Однако, даже когда кажется, будто хуже человека не найти, словно с ним никто не сможет сравниться по каким-либо критериям, жизнь всегда убеждает тебя в обратном. Темноволосая девушка, на чьем лице вечно была косметика, о которой Белчер и забыла вовсе, пугала своей ненормальностью. Алона порой замечала странные вещи в поведении Вэл Бенсон, спрашивала об этом Блэр, которая лишь молчала и отмахивалась, но теперь, встретив Риз Мартин, она поняла, что любому безумию нет конца.
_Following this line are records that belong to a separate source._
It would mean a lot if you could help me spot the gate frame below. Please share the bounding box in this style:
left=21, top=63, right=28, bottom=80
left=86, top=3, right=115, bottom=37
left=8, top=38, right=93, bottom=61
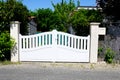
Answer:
left=10, top=21, right=106, bottom=63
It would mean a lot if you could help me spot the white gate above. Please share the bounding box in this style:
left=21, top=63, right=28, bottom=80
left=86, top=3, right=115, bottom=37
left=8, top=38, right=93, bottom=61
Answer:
left=19, top=30, right=90, bottom=62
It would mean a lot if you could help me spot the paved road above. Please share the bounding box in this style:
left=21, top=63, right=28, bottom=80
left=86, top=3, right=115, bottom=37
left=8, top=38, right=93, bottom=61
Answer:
left=0, top=64, right=120, bottom=80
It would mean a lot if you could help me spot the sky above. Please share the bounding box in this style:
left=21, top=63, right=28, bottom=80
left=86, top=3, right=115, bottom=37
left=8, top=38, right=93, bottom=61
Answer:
left=23, top=0, right=96, bottom=11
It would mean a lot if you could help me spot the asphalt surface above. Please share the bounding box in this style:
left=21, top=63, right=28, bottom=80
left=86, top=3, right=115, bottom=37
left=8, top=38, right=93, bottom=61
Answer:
left=0, top=64, right=120, bottom=80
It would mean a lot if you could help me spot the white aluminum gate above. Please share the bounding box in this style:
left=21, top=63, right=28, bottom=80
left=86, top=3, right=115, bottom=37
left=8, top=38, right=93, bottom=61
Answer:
left=19, top=30, right=90, bottom=62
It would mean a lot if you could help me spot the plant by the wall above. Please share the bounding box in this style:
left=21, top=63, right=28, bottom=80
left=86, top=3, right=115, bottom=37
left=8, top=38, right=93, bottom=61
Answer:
left=0, top=31, right=14, bottom=61
left=105, top=48, right=115, bottom=64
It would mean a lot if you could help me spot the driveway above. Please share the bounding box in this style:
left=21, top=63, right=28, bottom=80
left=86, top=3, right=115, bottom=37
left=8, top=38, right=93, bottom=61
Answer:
left=0, top=63, right=120, bottom=80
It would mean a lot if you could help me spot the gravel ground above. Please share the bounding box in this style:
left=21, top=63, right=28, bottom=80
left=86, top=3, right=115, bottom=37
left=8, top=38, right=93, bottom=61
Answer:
left=0, top=62, right=120, bottom=80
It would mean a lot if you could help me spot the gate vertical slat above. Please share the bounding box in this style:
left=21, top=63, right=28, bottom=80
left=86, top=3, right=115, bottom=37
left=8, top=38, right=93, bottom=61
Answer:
left=22, top=38, right=25, bottom=49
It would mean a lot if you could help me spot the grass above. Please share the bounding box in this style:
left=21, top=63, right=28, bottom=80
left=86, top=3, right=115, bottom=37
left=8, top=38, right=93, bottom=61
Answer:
left=0, top=61, right=20, bottom=65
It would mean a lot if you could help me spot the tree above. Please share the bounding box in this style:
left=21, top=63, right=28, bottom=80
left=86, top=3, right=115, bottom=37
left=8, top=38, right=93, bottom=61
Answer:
left=96, top=0, right=120, bottom=20
left=31, top=8, right=53, bottom=32
left=72, top=9, right=102, bottom=36
left=0, top=0, right=29, bottom=34
left=52, top=0, right=76, bottom=31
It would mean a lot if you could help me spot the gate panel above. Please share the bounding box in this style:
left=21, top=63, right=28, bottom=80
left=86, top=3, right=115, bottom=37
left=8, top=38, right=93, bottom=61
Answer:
left=20, top=30, right=90, bottom=62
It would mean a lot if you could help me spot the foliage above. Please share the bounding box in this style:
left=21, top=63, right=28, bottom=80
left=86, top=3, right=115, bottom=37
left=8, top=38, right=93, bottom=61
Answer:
left=32, top=8, right=53, bottom=32
left=0, top=31, right=14, bottom=60
left=0, top=0, right=29, bottom=34
left=52, top=0, right=76, bottom=31
left=96, top=0, right=120, bottom=20
left=105, top=48, right=115, bottom=63
left=72, top=9, right=102, bottom=36
left=30, top=0, right=102, bottom=36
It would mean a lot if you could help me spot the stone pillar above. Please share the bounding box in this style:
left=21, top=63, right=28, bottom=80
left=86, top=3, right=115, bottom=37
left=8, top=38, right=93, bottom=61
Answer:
left=90, top=23, right=106, bottom=63
left=10, top=21, right=20, bottom=62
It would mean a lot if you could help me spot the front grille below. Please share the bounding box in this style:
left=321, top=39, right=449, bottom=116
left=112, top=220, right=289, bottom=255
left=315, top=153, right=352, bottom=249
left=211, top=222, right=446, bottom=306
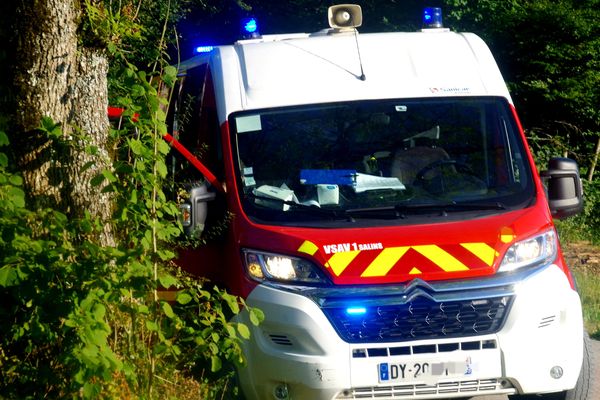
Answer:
left=336, top=379, right=515, bottom=400
left=323, top=296, right=513, bottom=343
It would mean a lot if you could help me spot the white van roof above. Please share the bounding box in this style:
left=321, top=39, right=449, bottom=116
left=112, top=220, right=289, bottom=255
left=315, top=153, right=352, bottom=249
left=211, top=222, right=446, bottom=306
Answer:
left=188, top=29, right=511, bottom=123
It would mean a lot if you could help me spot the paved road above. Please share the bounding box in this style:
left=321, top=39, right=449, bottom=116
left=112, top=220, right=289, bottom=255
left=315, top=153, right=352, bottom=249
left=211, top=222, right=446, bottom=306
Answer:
left=472, top=340, right=600, bottom=400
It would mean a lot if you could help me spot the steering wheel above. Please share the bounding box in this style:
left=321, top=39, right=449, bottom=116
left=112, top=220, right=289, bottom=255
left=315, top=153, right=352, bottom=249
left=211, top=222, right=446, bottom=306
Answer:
left=414, top=159, right=485, bottom=193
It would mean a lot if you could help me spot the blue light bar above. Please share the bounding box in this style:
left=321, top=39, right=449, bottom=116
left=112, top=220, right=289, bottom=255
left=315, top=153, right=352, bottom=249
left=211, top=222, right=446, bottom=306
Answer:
left=423, top=7, right=444, bottom=29
left=194, top=46, right=214, bottom=54
left=346, top=306, right=367, bottom=315
left=242, top=18, right=258, bottom=34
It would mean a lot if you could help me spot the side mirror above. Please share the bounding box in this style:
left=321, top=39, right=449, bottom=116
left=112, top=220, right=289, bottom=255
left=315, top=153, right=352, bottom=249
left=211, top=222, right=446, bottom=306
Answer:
left=179, top=183, right=216, bottom=237
left=540, top=157, right=583, bottom=219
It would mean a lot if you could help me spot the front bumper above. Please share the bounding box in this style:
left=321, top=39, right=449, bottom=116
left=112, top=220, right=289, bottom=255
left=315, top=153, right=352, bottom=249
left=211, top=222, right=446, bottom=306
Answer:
left=234, top=264, right=583, bottom=400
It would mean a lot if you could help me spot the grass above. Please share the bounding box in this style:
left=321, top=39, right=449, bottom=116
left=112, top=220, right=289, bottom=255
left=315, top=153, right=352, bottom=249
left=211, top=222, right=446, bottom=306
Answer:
left=575, top=270, right=600, bottom=340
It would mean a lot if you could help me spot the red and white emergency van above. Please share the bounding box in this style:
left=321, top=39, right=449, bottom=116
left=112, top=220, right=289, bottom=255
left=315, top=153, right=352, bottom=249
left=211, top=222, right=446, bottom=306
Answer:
left=174, top=5, right=597, bottom=400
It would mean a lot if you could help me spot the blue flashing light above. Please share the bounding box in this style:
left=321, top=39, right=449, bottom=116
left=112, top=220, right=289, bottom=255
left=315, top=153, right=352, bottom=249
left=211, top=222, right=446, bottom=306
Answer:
left=423, top=7, right=444, bottom=28
left=346, top=306, right=367, bottom=315
left=194, top=46, right=214, bottom=54
left=242, top=18, right=258, bottom=35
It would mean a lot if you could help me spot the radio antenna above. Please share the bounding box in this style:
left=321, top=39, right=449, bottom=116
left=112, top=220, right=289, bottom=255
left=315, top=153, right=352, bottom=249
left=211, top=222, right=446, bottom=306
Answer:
left=327, top=4, right=367, bottom=81
left=354, top=28, right=367, bottom=81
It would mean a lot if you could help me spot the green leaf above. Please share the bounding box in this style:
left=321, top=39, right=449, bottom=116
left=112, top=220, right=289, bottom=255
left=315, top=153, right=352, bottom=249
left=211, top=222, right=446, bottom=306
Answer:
left=130, top=85, right=146, bottom=98
left=156, top=160, right=168, bottom=178
left=90, top=174, right=105, bottom=187
left=176, top=292, right=192, bottom=304
left=210, top=356, right=223, bottom=372
left=146, top=319, right=158, bottom=332
left=161, top=301, right=175, bottom=319
left=129, top=139, right=145, bottom=156
left=8, top=175, right=23, bottom=186
left=237, top=323, right=250, bottom=340
left=0, top=131, right=10, bottom=146
left=6, top=186, right=25, bottom=208
left=158, top=274, right=178, bottom=289
left=0, top=265, right=17, bottom=287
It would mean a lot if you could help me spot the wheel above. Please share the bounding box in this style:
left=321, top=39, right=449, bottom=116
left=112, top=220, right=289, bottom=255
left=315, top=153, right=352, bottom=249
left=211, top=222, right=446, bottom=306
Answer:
left=508, top=333, right=600, bottom=400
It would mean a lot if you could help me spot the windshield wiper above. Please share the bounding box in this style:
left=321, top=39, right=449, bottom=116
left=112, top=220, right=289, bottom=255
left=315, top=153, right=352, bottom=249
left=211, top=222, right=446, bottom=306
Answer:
left=247, top=193, right=354, bottom=222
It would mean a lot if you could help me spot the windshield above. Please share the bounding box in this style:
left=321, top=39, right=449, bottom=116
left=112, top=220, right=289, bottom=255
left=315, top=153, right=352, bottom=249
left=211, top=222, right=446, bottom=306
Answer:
left=230, top=97, right=534, bottom=225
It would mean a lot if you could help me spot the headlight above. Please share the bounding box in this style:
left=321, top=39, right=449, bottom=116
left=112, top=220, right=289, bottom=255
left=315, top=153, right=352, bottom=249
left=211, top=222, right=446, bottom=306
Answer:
left=498, top=229, right=558, bottom=272
left=242, top=249, right=328, bottom=284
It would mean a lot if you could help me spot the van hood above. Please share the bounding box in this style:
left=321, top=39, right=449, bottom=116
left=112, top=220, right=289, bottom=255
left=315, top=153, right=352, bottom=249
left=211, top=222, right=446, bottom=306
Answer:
left=239, top=206, right=552, bottom=284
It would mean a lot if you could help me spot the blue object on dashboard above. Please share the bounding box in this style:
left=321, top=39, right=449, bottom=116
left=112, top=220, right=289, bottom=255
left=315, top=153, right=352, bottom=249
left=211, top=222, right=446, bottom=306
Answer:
left=300, top=169, right=356, bottom=185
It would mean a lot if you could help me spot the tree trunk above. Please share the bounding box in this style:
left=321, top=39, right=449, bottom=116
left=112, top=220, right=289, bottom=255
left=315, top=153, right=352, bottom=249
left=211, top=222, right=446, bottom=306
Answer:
left=588, top=134, right=600, bottom=182
left=12, top=0, right=113, bottom=245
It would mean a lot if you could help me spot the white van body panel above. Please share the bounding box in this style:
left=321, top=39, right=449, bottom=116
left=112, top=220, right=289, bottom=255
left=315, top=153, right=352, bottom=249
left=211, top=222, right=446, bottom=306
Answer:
left=210, top=30, right=510, bottom=123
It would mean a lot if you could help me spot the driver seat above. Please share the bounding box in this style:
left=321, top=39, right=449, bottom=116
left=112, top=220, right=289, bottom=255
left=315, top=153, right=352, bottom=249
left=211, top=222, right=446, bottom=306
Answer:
left=390, top=146, right=450, bottom=185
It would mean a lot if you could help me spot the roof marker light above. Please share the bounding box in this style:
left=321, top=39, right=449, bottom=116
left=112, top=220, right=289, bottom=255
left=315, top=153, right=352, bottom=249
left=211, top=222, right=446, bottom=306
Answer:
left=346, top=307, right=367, bottom=315
left=423, top=7, right=444, bottom=29
left=194, top=46, right=214, bottom=54
left=242, top=18, right=260, bottom=38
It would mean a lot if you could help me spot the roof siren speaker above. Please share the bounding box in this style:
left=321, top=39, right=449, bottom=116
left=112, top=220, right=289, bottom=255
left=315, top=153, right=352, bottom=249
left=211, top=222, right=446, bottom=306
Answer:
left=327, top=4, right=362, bottom=30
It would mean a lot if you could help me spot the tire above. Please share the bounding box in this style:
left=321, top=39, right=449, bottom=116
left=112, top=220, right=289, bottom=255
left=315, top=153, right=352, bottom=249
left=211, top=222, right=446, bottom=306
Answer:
left=508, top=333, right=600, bottom=400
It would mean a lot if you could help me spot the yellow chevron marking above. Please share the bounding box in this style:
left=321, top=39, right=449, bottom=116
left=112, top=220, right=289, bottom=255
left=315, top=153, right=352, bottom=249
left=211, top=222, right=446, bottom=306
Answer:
left=360, top=246, right=410, bottom=277
left=412, top=244, right=469, bottom=272
left=328, top=250, right=360, bottom=276
left=460, top=243, right=496, bottom=267
left=298, top=240, right=319, bottom=256
left=500, top=226, right=516, bottom=243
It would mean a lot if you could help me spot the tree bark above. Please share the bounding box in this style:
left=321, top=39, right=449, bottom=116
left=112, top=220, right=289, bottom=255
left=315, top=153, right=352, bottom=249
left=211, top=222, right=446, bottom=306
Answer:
left=12, top=0, right=114, bottom=245
left=588, top=134, right=600, bottom=182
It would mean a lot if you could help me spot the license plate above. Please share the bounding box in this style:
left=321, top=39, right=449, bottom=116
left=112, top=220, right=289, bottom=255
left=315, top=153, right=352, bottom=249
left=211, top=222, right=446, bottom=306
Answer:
left=377, top=359, right=473, bottom=383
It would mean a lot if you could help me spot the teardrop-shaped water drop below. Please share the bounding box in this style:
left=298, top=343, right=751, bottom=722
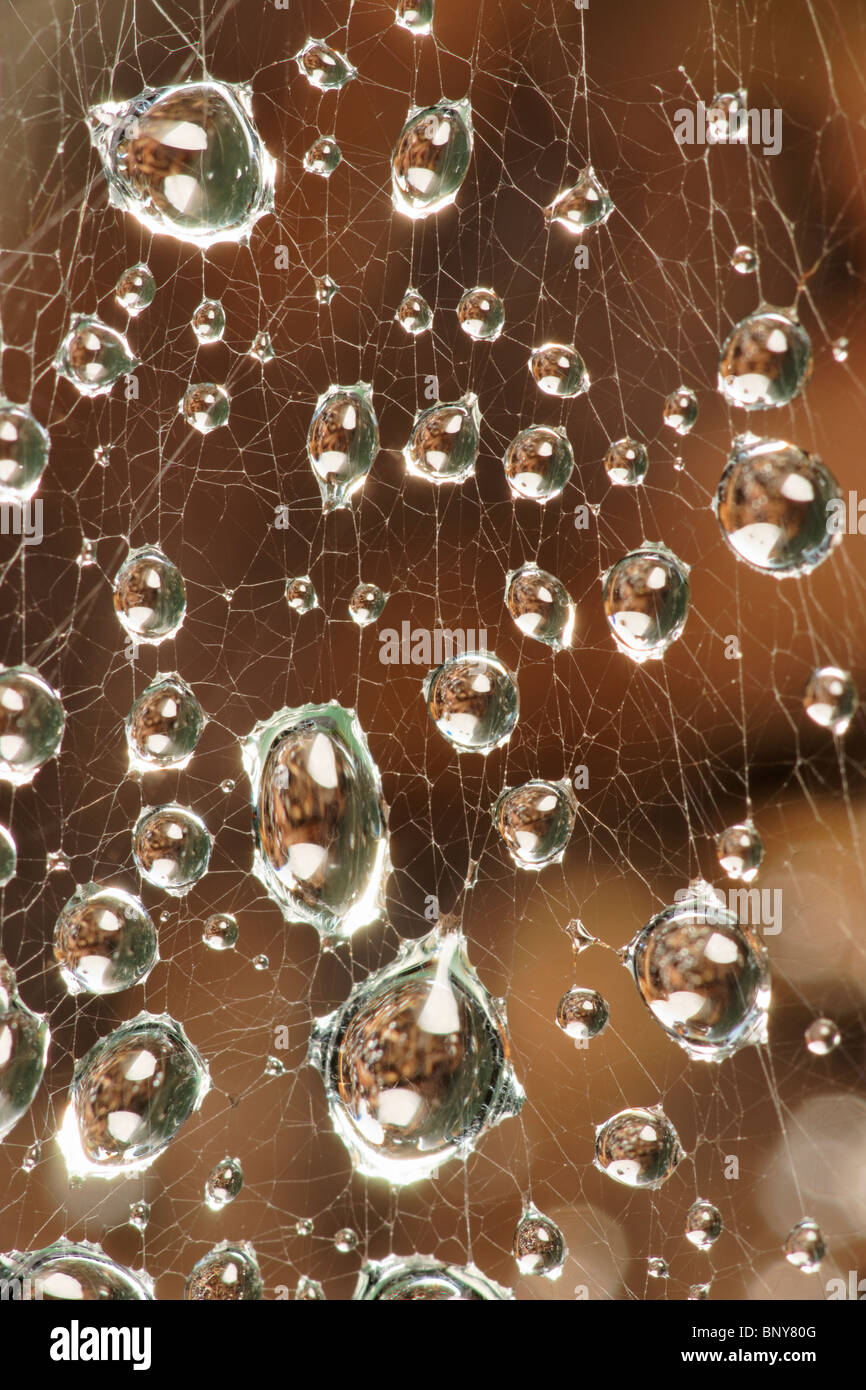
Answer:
left=391, top=99, right=473, bottom=218
left=242, top=701, right=391, bottom=940
left=307, top=381, right=379, bottom=512
left=54, top=883, right=158, bottom=994
left=310, top=929, right=523, bottom=1187
left=88, top=81, right=275, bottom=247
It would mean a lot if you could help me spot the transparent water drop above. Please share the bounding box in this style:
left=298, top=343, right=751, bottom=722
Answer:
left=505, top=564, right=575, bottom=652
left=349, top=584, right=388, bottom=627
left=602, top=543, right=689, bottom=664
left=0, top=666, right=67, bottom=787
left=713, top=434, right=842, bottom=580
left=528, top=343, right=589, bottom=398
left=58, top=1012, right=210, bottom=1177
left=545, top=164, right=613, bottom=236
left=204, top=1158, right=243, bottom=1212
left=132, top=802, right=211, bottom=898
left=310, top=927, right=523, bottom=1187
left=423, top=652, right=520, bottom=756
left=54, top=314, right=140, bottom=396
left=114, top=261, right=156, bottom=318
left=502, top=425, right=574, bottom=506
left=556, top=984, right=610, bottom=1043
left=594, top=1105, right=685, bottom=1188
left=88, top=81, right=275, bottom=247
left=307, top=381, right=379, bottom=512
left=716, top=820, right=763, bottom=883
left=114, top=545, right=186, bottom=642
left=783, top=1216, right=827, bottom=1275
left=54, top=883, right=160, bottom=994
left=803, top=1019, right=842, bottom=1056
left=391, top=99, right=473, bottom=218
left=624, top=884, right=770, bottom=1062
left=242, top=701, right=391, bottom=941
left=352, top=1255, right=514, bottom=1302
left=457, top=288, right=505, bottom=343
left=0, top=399, right=51, bottom=502
left=190, top=299, right=225, bottom=345
left=512, top=1202, right=569, bottom=1279
left=800, top=666, right=859, bottom=748
left=685, top=1197, right=724, bottom=1250
left=605, top=439, right=649, bottom=488
left=178, top=381, right=232, bottom=434
left=202, top=912, right=240, bottom=951
left=662, top=386, right=698, bottom=435
left=492, top=778, right=577, bottom=869
left=719, top=307, right=812, bottom=410
left=0, top=955, right=51, bottom=1141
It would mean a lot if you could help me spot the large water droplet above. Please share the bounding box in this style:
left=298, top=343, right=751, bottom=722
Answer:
left=242, top=701, right=391, bottom=938
left=624, top=885, right=770, bottom=1062
left=307, top=381, right=379, bottom=512
left=423, top=652, right=520, bottom=755
left=602, top=545, right=689, bottom=663
left=54, top=883, right=158, bottom=994
left=88, top=82, right=275, bottom=247
left=310, top=929, right=523, bottom=1187
left=391, top=99, right=473, bottom=218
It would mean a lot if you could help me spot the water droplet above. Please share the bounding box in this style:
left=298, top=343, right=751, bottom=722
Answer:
left=0, top=666, right=67, bottom=787
left=505, top=564, right=574, bottom=652
left=242, top=701, right=391, bottom=940
left=391, top=99, right=473, bottom=218
left=114, top=545, right=186, bottom=642
left=716, top=820, right=763, bottom=883
left=713, top=434, right=841, bottom=580
left=132, top=802, right=211, bottom=898
left=178, top=381, right=231, bottom=434
left=310, top=929, right=523, bottom=1187
left=423, top=652, right=520, bottom=756
left=556, top=984, right=610, bottom=1043
left=54, top=883, right=158, bottom=994
left=190, top=299, right=225, bottom=345
left=492, top=780, right=577, bottom=869
left=719, top=309, right=812, bottom=410
left=803, top=1019, right=842, bottom=1056
left=403, top=391, right=481, bottom=482
left=58, top=1013, right=210, bottom=1177
left=605, top=439, right=649, bottom=488
left=594, top=1105, right=685, bottom=1188
left=783, top=1216, right=827, bottom=1275
left=602, top=545, right=689, bottom=663
left=512, top=1202, right=569, bottom=1279
left=685, top=1197, right=724, bottom=1250
left=88, top=81, right=275, bottom=247
left=349, top=584, right=388, bottom=627
left=502, top=425, right=574, bottom=506
left=307, top=381, right=379, bottom=512
left=352, top=1255, right=514, bottom=1302
left=204, top=1158, right=243, bottom=1212
left=624, top=885, right=770, bottom=1062
left=202, top=912, right=240, bottom=951
left=800, top=666, right=859, bottom=748
left=545, top=164, right=613, bottom=236
left=114, top=261, right=156, bottom=318
left=0, top=955, right=51, bottom=1141
left=457, top=288, right=505, bottom=343
left=54, top=314, right=139, bottom=396
left=528, top=343, right=589, bottom=398
left=662, top=386, right=698, bottom=435
left=183, top=1240, right=264, bottom=1302
left=0, top=400, right=50, bottom=502
left=303, top=135, right=343, bottom=178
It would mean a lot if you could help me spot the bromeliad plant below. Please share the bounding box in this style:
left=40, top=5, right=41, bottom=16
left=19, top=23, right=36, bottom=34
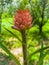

Эта женщина была похожа на сосуд, созданный для нечеловеческой силы. Она была манипулятором, в теле которого вечно противостояли два человека: взрослый и серьёзный против капризного ребенка, не знающего границ и рамок. Но не бывало такого, чтобы в Риз Мартин побеждал кто-то один, ребенок смешивался вместе с жестокостью взрослого, создавая какой-то пугающий своей ненормальностью и непривычностью образ. Внутри Риз Мартин жила ведьма, и Белчер была уверена, что в прошлые века эту женщину бы спалили на костре еще при самом рождении. Да ее бы сожгли даже в современном мире, если бы мертвецы не воскресли.
Когда по коридору, что вел к лазарету, эхом разносился этот безумный срывающийся смех, Алона стремилась просто слиться цветом с обоями, закрыть дверь, лишь бы не встретить и не увидеть этой женщины. Белчер боялась ее не только до дрожи – она боялась панически ее взгляда, ее лица, ее эмоций, ее тайных мыслей и ее действий. За каждым безобидным движением Риз скрывалось нечто большее. Даже если она брала в руки шариковую ручку с протекающим стержнем, тебе нужно было быть готовым к тому, что скоро твоя жизнь оборвётся под влиянием этой самой ручки. Риз Мартин была словно женской копией Николаса, но, как и предполагается, менее агрессивной. Если говорить точно, то агрессия очень редко проявлялась на лице женщины, чаще всего это было то же холодное безразличие или веселая широкая улыбка. Однако убивать Риз могла всем, что было под рукой, в этом она преуспела лучше, чем Николас. Риз Мартин была королевой этой кровавой страны.
И ты никогда не мог угнаться за эмоциями, что мелькали на лицах Николаса и Риз, потому что только что это была милая и лживая улыбка, а через мгновение это все превращалось в ледяное спокойствие, пугающее своим равнодушием. Король и королева, в чьих владениях было озеро Мичиган, краснеющее на закате от крови, чувствовали себя намного лучше в этом новом мире. Каждый знал это, видел. Они родились не в те времена, но теперь их время пришло вместе с восставшими трупами.
***
Прутья клетки, сделанные из темного металла, были ледяными и, прикоснувшись к ним лбом, ты чувствовал приятную прохладу. Особенно это помогало, когда мыслей становилось так много, что поднималась температура. Ритмичный звук капающей откуда-то дождевой воды заполнял тишину вокруг, порой смешиваясь с обреченными и усталыми вздохами Билла. А плафоны двух ламп с потрескавшейся и облезшей краской покачивались из стороны в сторону, будто судно куда-то двигалось. Здесь, внутри, в этом темном отсеке, где пахло сыростью, где было темно и скрипели доски, все оказалось пропитано одиночеством и скорбью. Во мраке все твои чувства обострялись, и боль становилась сильнее, потому что кроме воспоминаний тебе нечего было делать здесь – только смотреть в темноту и постепенно умирать.